Class #15: Stop Motion Character Performance (Stan Winston School Diary #12)

Mark Sawicki (Gangs of New YorkEternal Sunshine of the Spotless Mind) returns to guide us through the beginnings of stop motion animation! He references what you should have learned his previous class, Mirror Magic, in bits of this. Be sure to start with that class before starting on this one.

Stop motion within the classes offered gets broken up into over a handful of lessons, most of them over five hours long. If like me you are on the four classes per month plan, you have time to fill your bored moments. Stop Motion Character Performance, the beginner stop motion class I am writing about today, is the shortest at just under one hour and a half.

The program Mr. Sawicki uses in the lesson is Window based software named Stop Motion Pro. To run it on any Apple computer, you have to run Windows on your MacBook. Not a fan of Windows? No worries. You can adapt most of the skills within the lesson onto any program. Camtasia, Final Cut Pro, or iMovie will work fine with some manipulation on the how to rules and proper care. Or buy a separate cheaper Windows based laptop if you plan on doing this full time! I myself hate running Windows on any Mac. A doctor I know installed it on all his expensive Mac desktops across all his office locations because his staffers feared learning new accounting and appointment booking software. Grrrrrr! If I were going to only focus on stop motion, I would probably buy a new HP laptop exclusive to stop motion goodies.

Mr. Sawicki starts out with a Terminator figurine he purchased online proving you can animate with anything. The goal: using stop motion animation blended into the live action footage as James Cameron did, with helpful modern interventions Mr. Cameron didn’t have at the time. Camille, the actress from our Mirror Magic class, pops into Sarah Connor’s role for a brief re-enactment. Hey Terminatorfans! The moment you’ve been waiting for arrives. We begin digging into the how to’s of the film franchise. We better learn Stan Winston’s methods, hey, or it shouldn’t be called the STAN WINSTON School. Here we go. Mr. Sawicki corrects any mistakes that could show up on camera under lighting, guides Camille into a realistic performance, and the metal Terminator skeleton shows us how it’s done like the stop motion bad guy he is. Or rather, Mr. Sawicki guides us in this simple introductory lesson to stop motion.

If anything, I have a tremendous appreciation through the ceiling now of the work done on the original two Terminatorfilms. Always, honestly, from seeing the work in old behind the scenes videos. And now, limitless admiration. Mr. Sawicki tells us, Mr. Cameron asked for four takes of every animation sequence! How much do you gamble the FX crew members began the film with full heads of hair and went bald by the final day?
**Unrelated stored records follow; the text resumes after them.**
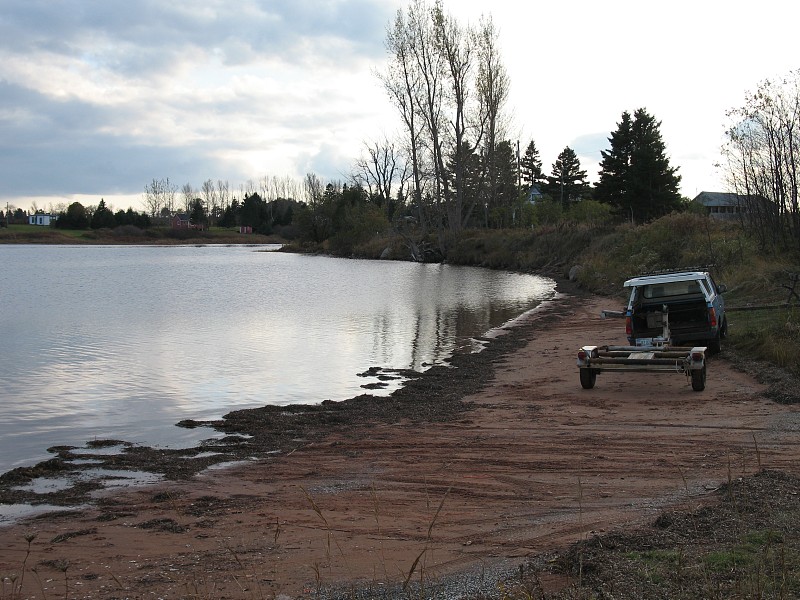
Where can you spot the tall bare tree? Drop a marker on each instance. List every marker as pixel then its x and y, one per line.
pixel 187 191
pixel 449 86
pixel 763 160
pixel 159 195
pixel 379 170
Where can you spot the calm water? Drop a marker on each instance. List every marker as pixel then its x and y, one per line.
pixel 122 342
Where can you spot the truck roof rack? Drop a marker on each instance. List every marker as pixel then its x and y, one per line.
pixel 681 270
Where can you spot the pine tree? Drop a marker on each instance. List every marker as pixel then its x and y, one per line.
pixel 530 166
pixel 635 175
pixel 567 183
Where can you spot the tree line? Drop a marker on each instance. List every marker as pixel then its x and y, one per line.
pixel 762 161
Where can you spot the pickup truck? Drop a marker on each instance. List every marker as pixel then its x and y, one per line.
pixel 689 302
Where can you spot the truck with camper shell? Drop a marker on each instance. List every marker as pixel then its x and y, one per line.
pixel 671 320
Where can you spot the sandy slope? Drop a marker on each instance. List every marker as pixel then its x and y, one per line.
pixel 536 464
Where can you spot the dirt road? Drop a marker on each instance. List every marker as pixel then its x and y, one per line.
pixel 534 465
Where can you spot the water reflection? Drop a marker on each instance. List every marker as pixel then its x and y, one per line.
pixel 123 342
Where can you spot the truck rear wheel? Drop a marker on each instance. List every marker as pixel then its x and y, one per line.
pixel 588 378
pixel 699 379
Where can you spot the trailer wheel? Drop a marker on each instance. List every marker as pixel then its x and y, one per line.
pixel 699 379
pixel 588 378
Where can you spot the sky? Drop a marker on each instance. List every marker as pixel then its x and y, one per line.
pixel 100 97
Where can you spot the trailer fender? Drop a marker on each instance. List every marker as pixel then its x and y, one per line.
pixel 585 354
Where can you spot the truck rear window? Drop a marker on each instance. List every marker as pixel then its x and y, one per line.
pixel 674 288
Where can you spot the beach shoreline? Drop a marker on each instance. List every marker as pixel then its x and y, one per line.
pixel 477 466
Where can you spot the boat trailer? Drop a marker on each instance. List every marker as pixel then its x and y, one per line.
pixel 651 355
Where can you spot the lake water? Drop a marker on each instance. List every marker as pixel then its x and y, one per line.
pixel 123 342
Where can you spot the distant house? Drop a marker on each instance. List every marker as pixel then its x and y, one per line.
pixel 535 193
pixel 43 219
pixel 180 221
pixel 724 205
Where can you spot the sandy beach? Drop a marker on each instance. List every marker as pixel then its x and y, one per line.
pixel 477 469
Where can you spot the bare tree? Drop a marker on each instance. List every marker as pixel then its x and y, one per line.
pixel 379 170
pixel 493 87
pixel 189 195
pixel 159 196
pixel 763 158
pixel 449 86
pixel 209 194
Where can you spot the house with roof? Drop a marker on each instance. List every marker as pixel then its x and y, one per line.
pixel 724 205
pixel 43 219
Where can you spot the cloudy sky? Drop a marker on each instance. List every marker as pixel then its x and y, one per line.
pixel 99 97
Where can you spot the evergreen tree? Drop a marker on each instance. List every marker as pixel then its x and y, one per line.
pixel 635 175
pixel 198 216
pixel 74 218
pixel 103 217
pixel 504 186
pixel 567 183
pixel 530 167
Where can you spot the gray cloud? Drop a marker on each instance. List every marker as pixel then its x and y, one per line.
pixel 99 96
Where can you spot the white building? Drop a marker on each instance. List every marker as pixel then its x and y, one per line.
pixel 41 219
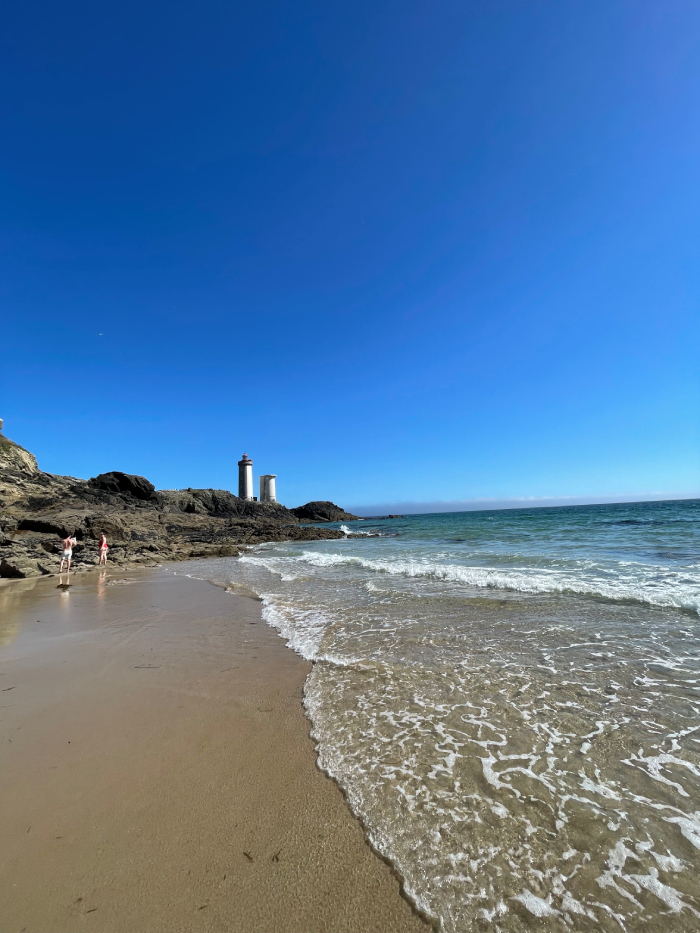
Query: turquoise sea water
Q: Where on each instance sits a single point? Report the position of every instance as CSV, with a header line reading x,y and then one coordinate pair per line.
x,y
511,702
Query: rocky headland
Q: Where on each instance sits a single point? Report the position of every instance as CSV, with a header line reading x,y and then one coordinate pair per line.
x,y
144,526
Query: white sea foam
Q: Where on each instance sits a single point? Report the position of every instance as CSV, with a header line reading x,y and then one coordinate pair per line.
x,y
534,581
523,760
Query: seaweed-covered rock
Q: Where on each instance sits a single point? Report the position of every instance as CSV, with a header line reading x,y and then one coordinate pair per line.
x,y
115,481
142,525
322,512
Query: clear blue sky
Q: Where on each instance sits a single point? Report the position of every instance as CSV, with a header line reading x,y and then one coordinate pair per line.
x,y
397,251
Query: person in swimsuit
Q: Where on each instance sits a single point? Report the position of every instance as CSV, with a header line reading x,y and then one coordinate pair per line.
x,y
67,553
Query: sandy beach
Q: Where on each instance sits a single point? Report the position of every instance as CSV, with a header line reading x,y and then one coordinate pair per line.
x,y
158,773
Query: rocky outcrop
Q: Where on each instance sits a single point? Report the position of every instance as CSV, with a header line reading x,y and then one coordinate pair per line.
x,y
115,481
322,512
143,525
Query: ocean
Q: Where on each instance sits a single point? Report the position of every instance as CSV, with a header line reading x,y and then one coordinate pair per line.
x,y
510,701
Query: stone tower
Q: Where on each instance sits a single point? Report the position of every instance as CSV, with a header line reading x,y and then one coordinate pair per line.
x,y
245,478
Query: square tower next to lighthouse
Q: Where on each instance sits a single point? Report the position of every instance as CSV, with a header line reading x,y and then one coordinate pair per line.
x,y
245,478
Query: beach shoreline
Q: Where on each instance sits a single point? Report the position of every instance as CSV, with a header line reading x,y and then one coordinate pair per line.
x,y
158,770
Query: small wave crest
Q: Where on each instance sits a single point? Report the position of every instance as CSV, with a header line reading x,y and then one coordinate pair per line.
x,y
665,594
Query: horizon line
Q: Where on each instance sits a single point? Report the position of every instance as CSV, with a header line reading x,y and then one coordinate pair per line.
x,y
412,507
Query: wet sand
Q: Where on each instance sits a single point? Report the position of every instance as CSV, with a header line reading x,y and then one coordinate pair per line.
x,y
158,774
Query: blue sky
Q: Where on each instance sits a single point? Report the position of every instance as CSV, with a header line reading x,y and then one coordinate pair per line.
x,y
398,252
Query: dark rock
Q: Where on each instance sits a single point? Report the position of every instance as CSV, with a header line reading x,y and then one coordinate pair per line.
x,y
137,486
322,512
20,567
38,509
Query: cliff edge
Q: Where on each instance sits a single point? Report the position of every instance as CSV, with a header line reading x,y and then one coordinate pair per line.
x,y
143,525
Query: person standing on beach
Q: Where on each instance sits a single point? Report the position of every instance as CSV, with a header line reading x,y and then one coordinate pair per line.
x,y
67,552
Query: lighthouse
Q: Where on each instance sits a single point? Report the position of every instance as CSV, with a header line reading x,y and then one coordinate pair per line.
x,y
268,492
245,478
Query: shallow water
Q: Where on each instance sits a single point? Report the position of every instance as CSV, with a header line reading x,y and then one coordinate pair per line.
x,y
511,702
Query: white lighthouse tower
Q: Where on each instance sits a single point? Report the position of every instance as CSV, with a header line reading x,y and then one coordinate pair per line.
x,y
245,478
268,492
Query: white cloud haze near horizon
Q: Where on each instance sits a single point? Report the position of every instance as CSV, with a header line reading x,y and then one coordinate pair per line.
x,y
515,502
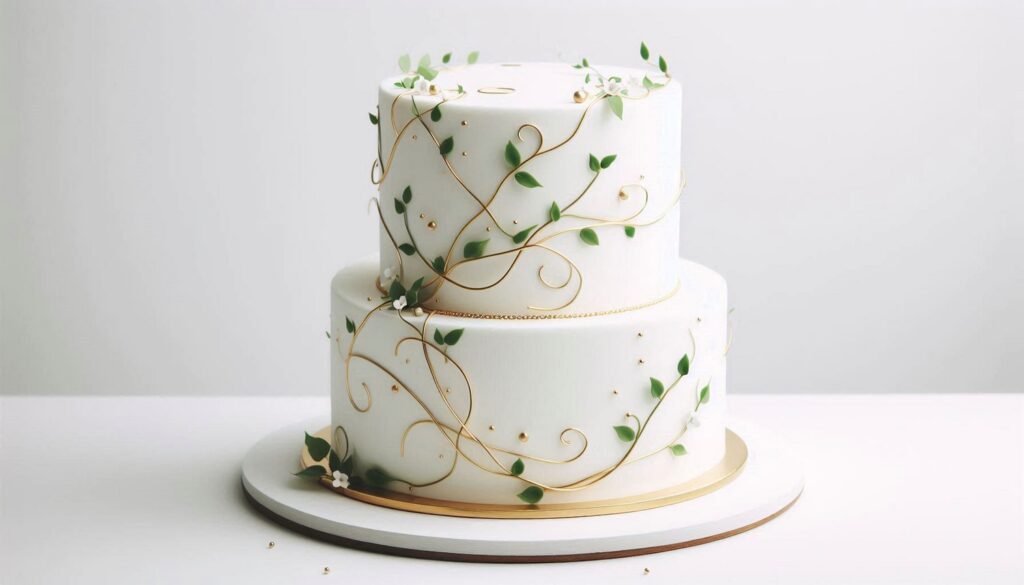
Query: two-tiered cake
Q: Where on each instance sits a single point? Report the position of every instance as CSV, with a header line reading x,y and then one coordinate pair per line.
x,y
528,338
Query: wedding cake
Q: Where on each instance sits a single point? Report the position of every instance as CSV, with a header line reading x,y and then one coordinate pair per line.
x,y
527,338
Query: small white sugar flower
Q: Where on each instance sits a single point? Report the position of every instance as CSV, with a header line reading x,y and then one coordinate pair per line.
x,y
340,479
693,421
The other theme of this lesson: using real people, or animals if you choose, for guiding your stop motion character’s movements. Camille the actress becomes our guide for the Terminator.

I have a way to go before getting through the rest of the stop motion animation lessons. Things have a way of circling around. Whatever you learn, you wind up using when you don’t think about it working with the same or other techniques. The goal is to make a stop motion short using all of the material I learn. Can I say it enough? We learn by doing!